Articles
17 August 2023

Rates Spark: Let’s start talking louder about 4.5%

Let's talk louder about 4.5%! There has been a consolidation of the market discount for a soft landing. High yield has been an outperformer and the big talk has been of elevated re-financing risks as rates remain higher for longer. Given that and the latest data, there is still an upside for market rates to come, especially in longer tenors

Enough from the data to tempt the US 10yr towards 4.5%

Key levels were hit on the US curve on Tuesday: 4.25% for the 10yr and 5% for the 2yr. Then there has been a brief consolidative theme, but only for more bond weakness to show overnight, with the 10yr hitting 4.3%. That is within spitting distance of last October's yield highs. Risk assets cannot quite decide whether to go risk-on or risk-off. It still feels biased to a risk-off tone in net terms. The issue here for risk assets is how to interpret the notion of a soft landing. On the one hand, it's good as it implies minimal default elevation. On the other, it also implies less room for rate cuts and, more damaging, the maintenance of elevated official rates for longer. This is a growing issue for players that need to get some re-financing done, as this is only going to be at more penal funding rates relative to what was obtained over the past 3-5 years (and further back too).

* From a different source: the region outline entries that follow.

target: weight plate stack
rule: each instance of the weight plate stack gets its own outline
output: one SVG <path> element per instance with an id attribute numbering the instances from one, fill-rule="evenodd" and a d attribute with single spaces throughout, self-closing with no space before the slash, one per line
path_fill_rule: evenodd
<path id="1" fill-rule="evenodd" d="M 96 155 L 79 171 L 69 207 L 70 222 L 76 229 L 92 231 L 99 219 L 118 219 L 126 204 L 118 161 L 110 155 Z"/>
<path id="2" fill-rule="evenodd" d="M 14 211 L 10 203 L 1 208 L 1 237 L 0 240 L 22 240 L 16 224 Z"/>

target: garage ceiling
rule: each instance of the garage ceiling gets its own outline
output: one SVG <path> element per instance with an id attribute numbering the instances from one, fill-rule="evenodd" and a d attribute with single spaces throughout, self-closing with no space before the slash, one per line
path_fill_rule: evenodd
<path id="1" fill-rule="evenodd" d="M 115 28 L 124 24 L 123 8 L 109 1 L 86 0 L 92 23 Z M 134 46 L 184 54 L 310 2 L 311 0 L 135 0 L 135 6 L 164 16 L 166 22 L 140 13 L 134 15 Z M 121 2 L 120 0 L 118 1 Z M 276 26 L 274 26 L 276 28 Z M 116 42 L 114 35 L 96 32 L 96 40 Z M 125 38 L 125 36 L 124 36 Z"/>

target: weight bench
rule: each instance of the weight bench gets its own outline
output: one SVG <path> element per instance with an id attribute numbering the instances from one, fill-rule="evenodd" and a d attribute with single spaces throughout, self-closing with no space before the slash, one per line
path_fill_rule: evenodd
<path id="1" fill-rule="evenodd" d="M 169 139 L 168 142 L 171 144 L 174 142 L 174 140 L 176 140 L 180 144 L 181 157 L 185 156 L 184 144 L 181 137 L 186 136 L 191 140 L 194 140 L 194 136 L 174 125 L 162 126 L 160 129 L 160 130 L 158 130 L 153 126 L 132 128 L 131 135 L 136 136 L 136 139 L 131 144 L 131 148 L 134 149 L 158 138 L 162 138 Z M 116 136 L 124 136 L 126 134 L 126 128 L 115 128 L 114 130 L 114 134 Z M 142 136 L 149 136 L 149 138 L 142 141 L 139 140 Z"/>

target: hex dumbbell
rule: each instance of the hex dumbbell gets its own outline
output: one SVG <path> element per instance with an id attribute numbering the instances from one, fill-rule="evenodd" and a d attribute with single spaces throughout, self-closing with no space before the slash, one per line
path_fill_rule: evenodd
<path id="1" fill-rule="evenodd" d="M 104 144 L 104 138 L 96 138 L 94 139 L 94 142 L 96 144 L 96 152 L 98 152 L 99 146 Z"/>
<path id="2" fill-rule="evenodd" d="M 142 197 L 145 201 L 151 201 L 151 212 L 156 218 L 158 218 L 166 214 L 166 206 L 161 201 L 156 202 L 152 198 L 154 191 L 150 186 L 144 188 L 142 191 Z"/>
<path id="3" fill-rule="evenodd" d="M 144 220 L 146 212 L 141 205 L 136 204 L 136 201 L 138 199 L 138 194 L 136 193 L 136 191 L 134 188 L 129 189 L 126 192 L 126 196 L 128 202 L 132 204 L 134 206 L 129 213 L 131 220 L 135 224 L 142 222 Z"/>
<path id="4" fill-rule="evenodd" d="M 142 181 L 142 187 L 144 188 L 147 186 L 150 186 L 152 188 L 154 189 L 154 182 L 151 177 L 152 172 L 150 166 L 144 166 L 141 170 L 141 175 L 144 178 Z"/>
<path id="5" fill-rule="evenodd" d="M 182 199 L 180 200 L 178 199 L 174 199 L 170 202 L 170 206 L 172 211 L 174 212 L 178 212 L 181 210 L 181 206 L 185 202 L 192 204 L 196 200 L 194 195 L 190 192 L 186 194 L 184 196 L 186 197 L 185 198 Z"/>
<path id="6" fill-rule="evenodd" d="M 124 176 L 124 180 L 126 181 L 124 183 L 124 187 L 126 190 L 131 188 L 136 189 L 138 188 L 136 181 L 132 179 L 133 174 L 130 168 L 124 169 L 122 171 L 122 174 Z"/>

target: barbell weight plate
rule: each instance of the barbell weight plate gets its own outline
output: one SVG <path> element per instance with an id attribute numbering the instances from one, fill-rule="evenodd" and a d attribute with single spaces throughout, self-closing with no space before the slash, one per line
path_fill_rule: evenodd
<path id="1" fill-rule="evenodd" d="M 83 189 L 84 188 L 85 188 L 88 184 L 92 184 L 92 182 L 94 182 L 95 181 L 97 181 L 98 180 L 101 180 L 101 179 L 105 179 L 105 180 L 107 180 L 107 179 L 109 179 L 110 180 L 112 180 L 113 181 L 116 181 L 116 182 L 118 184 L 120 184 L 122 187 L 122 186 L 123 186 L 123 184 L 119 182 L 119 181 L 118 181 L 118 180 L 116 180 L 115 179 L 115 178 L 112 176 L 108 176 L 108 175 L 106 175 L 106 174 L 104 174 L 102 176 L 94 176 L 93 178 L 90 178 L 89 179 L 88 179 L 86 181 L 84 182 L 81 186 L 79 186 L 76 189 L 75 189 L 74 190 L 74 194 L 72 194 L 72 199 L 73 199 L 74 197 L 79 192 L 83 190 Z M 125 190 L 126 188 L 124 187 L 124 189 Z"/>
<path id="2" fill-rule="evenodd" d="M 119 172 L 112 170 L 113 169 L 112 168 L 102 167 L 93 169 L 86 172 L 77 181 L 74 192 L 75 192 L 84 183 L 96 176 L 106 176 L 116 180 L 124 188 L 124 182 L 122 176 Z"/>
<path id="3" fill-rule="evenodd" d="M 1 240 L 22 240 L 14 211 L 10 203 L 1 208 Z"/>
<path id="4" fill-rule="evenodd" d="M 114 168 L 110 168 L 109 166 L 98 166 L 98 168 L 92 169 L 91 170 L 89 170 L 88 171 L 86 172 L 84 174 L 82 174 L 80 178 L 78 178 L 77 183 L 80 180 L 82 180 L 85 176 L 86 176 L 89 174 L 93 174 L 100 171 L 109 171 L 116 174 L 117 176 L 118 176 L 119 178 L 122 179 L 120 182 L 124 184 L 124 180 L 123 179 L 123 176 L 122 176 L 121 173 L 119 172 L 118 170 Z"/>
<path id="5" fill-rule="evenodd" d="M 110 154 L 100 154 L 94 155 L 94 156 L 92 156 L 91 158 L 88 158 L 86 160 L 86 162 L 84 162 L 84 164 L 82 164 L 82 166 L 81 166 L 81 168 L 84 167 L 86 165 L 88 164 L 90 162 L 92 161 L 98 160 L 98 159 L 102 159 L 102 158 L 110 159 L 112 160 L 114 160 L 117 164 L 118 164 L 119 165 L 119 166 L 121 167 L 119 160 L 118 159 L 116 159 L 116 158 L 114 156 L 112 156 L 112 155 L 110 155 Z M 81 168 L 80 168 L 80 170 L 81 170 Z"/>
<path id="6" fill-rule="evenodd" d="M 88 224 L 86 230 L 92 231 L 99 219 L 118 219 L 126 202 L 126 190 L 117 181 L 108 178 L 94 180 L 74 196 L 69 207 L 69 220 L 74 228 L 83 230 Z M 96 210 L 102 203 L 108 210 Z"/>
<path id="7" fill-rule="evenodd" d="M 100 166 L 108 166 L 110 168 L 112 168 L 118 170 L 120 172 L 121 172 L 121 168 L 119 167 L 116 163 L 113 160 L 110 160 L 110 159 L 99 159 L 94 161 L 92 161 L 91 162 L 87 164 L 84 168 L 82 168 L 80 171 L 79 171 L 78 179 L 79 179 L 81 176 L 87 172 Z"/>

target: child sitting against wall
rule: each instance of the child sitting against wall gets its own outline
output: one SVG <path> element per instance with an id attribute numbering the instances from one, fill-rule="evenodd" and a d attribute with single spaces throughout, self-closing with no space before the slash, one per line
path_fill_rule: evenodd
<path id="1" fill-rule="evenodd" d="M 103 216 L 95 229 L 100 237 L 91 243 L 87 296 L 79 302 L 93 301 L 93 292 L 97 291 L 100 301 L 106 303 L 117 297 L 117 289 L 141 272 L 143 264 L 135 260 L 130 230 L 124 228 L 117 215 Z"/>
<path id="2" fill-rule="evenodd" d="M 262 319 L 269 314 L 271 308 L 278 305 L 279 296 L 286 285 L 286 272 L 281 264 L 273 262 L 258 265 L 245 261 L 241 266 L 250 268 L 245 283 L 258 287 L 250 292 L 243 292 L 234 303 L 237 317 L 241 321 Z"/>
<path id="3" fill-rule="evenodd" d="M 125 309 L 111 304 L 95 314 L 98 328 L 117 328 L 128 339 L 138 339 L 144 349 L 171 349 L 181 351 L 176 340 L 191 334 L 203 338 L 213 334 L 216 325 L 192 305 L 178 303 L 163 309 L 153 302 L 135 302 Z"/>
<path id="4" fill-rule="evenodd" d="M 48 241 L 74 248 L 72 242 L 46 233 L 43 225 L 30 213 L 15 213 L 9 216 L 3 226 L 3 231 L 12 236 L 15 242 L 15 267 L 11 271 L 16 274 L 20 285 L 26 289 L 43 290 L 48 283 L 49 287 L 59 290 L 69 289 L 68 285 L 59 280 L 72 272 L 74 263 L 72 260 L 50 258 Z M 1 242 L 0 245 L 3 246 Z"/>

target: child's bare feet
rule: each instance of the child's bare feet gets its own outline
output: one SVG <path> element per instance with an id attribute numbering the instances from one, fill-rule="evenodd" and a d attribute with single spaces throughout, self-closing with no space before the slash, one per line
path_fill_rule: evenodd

The bulk of this has to do with the robustness of the US economy. This is the main driver behind the paring back of future rate cuts as discounted by the strip. It’s also showing up in a delay on the point at which the Fed is discounted to begin cutting rates. But then, on the very front end, there has been a pullback in the expectation for more rate hikes. Most of this has come from the significant fall in headline inflation and also in core inflation (albeit less dramatically so). That, in turn, has allowed the Fed to get less fussed over pushing the funds rate higher. Keeping it higher for longer is what squares the circle here in terms of the market discount. The rise in the 10yr Treasury yield reflects this, and it is a rationale for the 10yr Treasury yield to maintain an upward-looking profile, at least until this dynamic meaningfully changes.

Latest data pushes in the same direction. Industrial production came in at 1% on the month, and capacity utilisation rose, which typically does not happen to an economy facing into an imminent recession. Even the latest housing market data came in on the firm side. Basically, July has followed the June data so far as being very much 'glass half full' for the economy. Not even an economy that seems to be landing at all. Hence the logic for market yields to hold on up here for a period. The 10yr can hit 4.5% unless some dramatic tilt happens.

The 10y UST's October yield highs are close

 - Source: Refinitiv, ING
Source: Refinitiv, ING

Today’s events and market view

The FOMC minutes did not contain anything particularly surprising. The key passage was that “most participants continued to see significant upside risks to inflation, which could require further tightening of monetary policy". Limited summer trading is likely amplifying market reactions, but the bias for rates remains to the upside.

There are only a few data points of note on today’s calendar. However, the initial jobless claims data has, in the past, been a source of knee-jerk reactions. With initial claims seen somewhat lower at 240k, the market seems to seek confirmation for the story of economic resilience. The other data point is the Conference Board’s Leading Index, seen posting its 16th consecutive contraction. It has been crying wolf for some time now. The eurozone will release its trade balance for June.

French short- to medium-term bond and inflation-linked bond auctions make up today’s government bond supply.